Amber Roberts: Awesome. Thanks, Sally-Ann. And yeah. So we wanted to start with an overview showing the physical paper, and we’re all very grateful to Sally Ann for her handwriting, because no one would be able to read mine. That was an excellent overview. And so we’re going to go just briefly summarize the main points because we really want the rest of the time to be focused on the discussion and these outcomes

So just summarizing the experimental controls like what they were able to control. the number of documents retrieved in the input. So the total number of documents. And then the actual position of the document with the answer so relative to the retrieved document. So where the place of the position of the document relative to the answer

And the way that this looks in terms of control. So when we say the relative position, if we look at three documents, and the desired answer is in the second document, this is where we would say the total number of retrieved documents is going to be three, with the important information at two, or the secondary place here.
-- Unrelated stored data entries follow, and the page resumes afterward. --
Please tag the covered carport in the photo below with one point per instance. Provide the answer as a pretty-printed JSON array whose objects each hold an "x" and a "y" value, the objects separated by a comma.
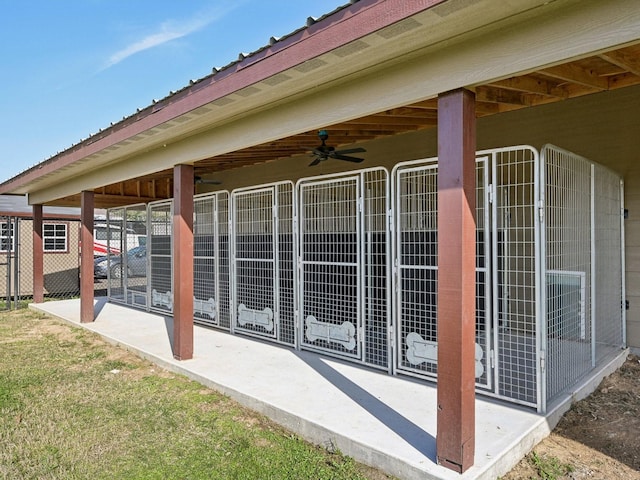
[{"x": 381, "y": 75}]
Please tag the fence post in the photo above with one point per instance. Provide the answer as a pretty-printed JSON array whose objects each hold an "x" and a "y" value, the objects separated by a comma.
[
  {"x": 455, "y": 441},
  {"x": 183, "y": 262},
  {"x": 86, "y": 257},
  {"x": 38, "y": 256}
]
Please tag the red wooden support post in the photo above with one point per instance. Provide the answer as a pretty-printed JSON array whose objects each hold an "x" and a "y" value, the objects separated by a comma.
[
  {"x": 183, "y": 262},
  {"x": 86, "y": 257},
  {"x": 38, "y": 256},
  {"x": 455, "y": 442}
]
And what Sally-Ann and I were mentioning is it’s such a straightforward thing and I think everyone reading this paper and the fact that it’s kind of obvious. Why weren’t we doing this? You know the way that you can just play around with the positions and actually see how things are doing is Sally Ann you mentioned that we want to get as much information as possible. We’re maxing out the amount of tokens we can put in. And so just knowing is it worth it? And we’re really glad this paper came out because it’s making us reevaluate where we’re spending our time and priorities. So we’re going to get into some of the key findings here which kind of the main key finding a lot of people are focusing on. But you’ll see Sally Ann and I are going to be focusing on a few other less talked about concepts that this paper really showed.

But obviously model performance is highest when the relative information occurs at the beginning, or, you know, AI is a little strange or or at the end of the input context.
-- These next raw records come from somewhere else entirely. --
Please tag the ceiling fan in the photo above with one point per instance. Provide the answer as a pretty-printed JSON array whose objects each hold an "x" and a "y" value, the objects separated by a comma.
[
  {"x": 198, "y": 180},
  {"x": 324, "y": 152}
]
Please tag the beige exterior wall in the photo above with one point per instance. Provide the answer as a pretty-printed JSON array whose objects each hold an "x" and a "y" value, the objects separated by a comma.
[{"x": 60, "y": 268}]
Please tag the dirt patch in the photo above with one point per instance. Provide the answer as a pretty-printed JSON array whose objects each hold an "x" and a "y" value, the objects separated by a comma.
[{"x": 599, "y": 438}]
And then the model performance continuously kind of decreasing as that input context grows longer. Especially towards you know where we’re seeing like. Obviously in the middle is where the most underperformance is.
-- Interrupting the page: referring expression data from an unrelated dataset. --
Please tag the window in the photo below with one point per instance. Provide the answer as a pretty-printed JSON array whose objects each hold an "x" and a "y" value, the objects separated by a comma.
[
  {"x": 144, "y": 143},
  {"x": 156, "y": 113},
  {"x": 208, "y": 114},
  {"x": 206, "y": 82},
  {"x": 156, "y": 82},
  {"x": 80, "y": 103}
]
But a focus like for us is that sometimes these extended models are not necessarily better. So. Thanks Sally Ann for putting the amount of tokens that each one of these models are using. Because we’re, you know, in AI, bigger is better– more information the better, like more data, more training data. Obviously, things are going to be better with more training data–Sometimes we talk about that not being the case with LLMs. But Sally Ann would you say this is the first thing that kind of proved maybe more data and more training isn’t always going to give you the better solution?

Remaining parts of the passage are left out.